Zander is thriving, growing, happy, and healthy. He is a gift to Tyler and I. The big bad container of formula is our friend not our enemy. We love our bottles so much, he kicks his legs when he sees it coming. What I've learned from my experience is 1) Lactation women are self righteous bitches, 2) to give myself a break and remember as long as I'm trying to be the best mom I can, then I am being the BEST mom to Zander and 3) to never judge someone else's decisions about mothering because you never know what they have been threw in their life.


  1. Oh man! I can't believe what a witch the lactation consultant was to you! Yikes! I'm so sorry that you had to go through all of that. Having a newborn is stressful enough, I can't imagine! But just think how much easier it will be with the next one, knowing what you know now. Zander couldn't be more healthy or beautiful.

    One thing I wish I had that you have- I wish Cameron could feed the baby. Especially in the middle of the night. It's such a great way to bond. My kids have never taken bottles, but I wish they could sometimes. I also wish that I could go somewhere without the baby, knowing that someone else could feed her. You're lucky! I don't have to wash bottles, but I would trade that for some more flexibility in my life.

  2. Babies need their mommies. That's more important to them than anything else. What a stressful time you went through. Breastfeeding at the beginning is hard enough even when it goes smoothly!I bet Zander was so happy to be able to peacefully cuddle up with his mommy. And you forgot to add the bit about the clueless carpet cleaner dude.

    Oh, and funny enough, I actually had a wonderful lactation consultant. You know how I feel about my birthing experience. From my end, nearly everyone else in the hospital was a self-righteous bitch!

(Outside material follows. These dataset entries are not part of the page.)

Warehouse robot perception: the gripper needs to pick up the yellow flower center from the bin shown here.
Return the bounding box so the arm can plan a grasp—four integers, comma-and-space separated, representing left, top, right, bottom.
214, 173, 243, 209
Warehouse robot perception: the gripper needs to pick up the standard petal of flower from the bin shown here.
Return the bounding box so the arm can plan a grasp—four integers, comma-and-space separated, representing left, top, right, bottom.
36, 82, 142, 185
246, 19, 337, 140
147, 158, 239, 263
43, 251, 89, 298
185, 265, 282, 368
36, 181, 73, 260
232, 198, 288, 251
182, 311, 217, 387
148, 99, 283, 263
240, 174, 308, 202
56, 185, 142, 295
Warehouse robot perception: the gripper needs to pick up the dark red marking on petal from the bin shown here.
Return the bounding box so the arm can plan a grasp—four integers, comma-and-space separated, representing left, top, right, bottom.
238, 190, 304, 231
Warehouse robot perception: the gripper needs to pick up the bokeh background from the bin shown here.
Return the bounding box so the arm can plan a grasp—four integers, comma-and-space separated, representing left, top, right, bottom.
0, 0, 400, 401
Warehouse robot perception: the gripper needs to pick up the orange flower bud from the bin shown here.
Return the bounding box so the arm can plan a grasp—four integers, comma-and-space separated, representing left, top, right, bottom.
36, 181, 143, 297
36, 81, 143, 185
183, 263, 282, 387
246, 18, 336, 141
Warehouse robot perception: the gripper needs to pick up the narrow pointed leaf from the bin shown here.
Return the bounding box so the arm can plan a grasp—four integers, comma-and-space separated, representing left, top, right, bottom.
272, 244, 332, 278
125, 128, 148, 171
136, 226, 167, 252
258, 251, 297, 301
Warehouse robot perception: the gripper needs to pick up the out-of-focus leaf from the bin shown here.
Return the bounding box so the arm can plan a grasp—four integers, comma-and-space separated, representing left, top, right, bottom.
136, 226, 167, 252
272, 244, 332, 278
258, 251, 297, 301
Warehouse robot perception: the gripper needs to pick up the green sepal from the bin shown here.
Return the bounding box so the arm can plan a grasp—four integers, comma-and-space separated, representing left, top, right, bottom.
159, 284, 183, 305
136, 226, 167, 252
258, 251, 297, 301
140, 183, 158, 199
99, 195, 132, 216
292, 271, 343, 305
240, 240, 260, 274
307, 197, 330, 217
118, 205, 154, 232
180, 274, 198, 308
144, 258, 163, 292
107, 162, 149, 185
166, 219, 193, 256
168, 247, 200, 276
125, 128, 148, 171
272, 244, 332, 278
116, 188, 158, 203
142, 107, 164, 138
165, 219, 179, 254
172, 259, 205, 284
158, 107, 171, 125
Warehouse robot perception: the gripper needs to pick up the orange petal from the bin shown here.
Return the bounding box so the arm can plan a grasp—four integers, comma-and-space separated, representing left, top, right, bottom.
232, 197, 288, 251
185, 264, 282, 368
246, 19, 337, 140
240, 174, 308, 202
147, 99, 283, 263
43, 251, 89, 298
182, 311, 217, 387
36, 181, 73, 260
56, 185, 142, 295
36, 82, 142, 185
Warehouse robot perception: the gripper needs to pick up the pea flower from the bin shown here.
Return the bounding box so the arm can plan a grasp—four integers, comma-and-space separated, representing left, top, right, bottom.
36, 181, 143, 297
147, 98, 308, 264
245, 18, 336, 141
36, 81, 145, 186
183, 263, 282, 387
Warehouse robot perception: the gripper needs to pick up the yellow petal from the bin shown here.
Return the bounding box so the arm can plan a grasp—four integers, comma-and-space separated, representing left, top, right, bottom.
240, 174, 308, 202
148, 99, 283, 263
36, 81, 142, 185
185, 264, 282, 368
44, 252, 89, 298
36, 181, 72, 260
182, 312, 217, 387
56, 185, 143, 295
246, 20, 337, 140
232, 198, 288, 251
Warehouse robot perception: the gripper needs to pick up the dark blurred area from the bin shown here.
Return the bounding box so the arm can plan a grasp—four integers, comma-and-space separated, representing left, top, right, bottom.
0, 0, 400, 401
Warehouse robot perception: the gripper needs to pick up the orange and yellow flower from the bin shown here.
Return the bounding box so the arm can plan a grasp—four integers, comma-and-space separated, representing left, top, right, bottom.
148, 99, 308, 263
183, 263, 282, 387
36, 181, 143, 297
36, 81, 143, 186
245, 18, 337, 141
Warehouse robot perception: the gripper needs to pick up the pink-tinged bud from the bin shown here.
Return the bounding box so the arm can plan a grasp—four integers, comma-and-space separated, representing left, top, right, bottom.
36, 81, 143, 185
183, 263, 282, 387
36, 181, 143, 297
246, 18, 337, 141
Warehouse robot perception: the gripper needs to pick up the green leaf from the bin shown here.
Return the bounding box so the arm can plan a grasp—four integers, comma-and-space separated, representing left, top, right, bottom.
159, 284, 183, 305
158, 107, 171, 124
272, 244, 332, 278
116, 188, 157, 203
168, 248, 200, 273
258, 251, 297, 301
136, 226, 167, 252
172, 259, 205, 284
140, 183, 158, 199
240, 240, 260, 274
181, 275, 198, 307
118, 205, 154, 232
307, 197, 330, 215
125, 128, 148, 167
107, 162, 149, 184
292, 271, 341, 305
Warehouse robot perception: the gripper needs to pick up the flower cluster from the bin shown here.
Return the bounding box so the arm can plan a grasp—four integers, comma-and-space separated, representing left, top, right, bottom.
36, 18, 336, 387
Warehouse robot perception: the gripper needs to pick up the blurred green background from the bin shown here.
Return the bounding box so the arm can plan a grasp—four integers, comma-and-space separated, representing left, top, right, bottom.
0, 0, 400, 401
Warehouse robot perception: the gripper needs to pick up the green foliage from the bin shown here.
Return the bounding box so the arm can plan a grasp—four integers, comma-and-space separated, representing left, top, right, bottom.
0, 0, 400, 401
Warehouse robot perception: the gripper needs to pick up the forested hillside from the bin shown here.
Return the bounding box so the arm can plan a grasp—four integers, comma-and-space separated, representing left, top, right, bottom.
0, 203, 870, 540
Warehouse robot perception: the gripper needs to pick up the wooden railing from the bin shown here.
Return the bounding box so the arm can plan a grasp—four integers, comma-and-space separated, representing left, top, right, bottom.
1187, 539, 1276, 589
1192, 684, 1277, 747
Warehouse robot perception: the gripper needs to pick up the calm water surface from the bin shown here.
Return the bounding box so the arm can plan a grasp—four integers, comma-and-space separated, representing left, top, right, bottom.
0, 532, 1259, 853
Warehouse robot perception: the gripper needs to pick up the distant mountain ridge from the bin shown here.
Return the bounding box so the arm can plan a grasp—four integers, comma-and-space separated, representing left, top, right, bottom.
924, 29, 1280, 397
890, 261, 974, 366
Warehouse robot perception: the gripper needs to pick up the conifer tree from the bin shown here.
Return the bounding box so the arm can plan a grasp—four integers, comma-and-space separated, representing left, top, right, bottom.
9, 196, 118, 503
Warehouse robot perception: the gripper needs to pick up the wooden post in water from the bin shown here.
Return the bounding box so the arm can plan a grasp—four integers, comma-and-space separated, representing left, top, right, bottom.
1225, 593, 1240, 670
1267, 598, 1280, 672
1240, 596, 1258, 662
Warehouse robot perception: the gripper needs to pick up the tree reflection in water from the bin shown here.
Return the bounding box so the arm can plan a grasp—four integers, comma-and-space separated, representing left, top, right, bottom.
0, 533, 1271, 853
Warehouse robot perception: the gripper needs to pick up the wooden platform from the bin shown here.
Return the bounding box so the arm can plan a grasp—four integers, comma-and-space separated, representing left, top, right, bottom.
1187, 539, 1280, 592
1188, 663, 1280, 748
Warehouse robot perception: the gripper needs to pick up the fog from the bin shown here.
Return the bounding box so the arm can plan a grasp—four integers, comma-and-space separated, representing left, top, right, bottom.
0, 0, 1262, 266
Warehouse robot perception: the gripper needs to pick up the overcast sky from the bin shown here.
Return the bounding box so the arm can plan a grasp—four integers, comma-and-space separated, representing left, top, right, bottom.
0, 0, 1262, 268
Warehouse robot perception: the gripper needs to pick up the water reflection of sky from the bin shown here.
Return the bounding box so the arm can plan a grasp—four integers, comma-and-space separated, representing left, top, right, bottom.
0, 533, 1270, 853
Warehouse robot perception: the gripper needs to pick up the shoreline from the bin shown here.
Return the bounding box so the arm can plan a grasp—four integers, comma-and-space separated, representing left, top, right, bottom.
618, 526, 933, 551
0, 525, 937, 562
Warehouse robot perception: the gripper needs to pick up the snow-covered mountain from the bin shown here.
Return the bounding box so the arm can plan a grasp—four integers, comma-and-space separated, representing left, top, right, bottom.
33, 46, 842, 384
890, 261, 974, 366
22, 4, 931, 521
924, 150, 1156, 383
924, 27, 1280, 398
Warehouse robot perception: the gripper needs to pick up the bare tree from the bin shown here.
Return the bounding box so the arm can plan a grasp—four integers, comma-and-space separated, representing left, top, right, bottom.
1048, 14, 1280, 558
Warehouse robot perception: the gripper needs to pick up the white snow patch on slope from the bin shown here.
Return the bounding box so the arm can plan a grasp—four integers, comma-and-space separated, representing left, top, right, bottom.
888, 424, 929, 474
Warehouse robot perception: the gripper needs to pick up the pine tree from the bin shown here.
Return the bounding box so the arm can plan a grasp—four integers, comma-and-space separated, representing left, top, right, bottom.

  3. I am so sorry that it was so hard when you first had Zander. It is hard to let go of all those expectations, and just be the best mother that you can be. I love you very much! You are a WONDERFUL MOTHER! Love Michele

  4. So... when do your blog readers get to see the family in their Halloween costumes? I want to see how cute Zander was.

  5. You are generous with your heart in sharing this experience. Lactation is not as important as having a bond with your baby boy. He knows he is loved by his mommy and his daddy. Great teamwork, even through the lactation specialist experience.
    Zander is a lucky boy to have parents who love each other and who love him beyond measure.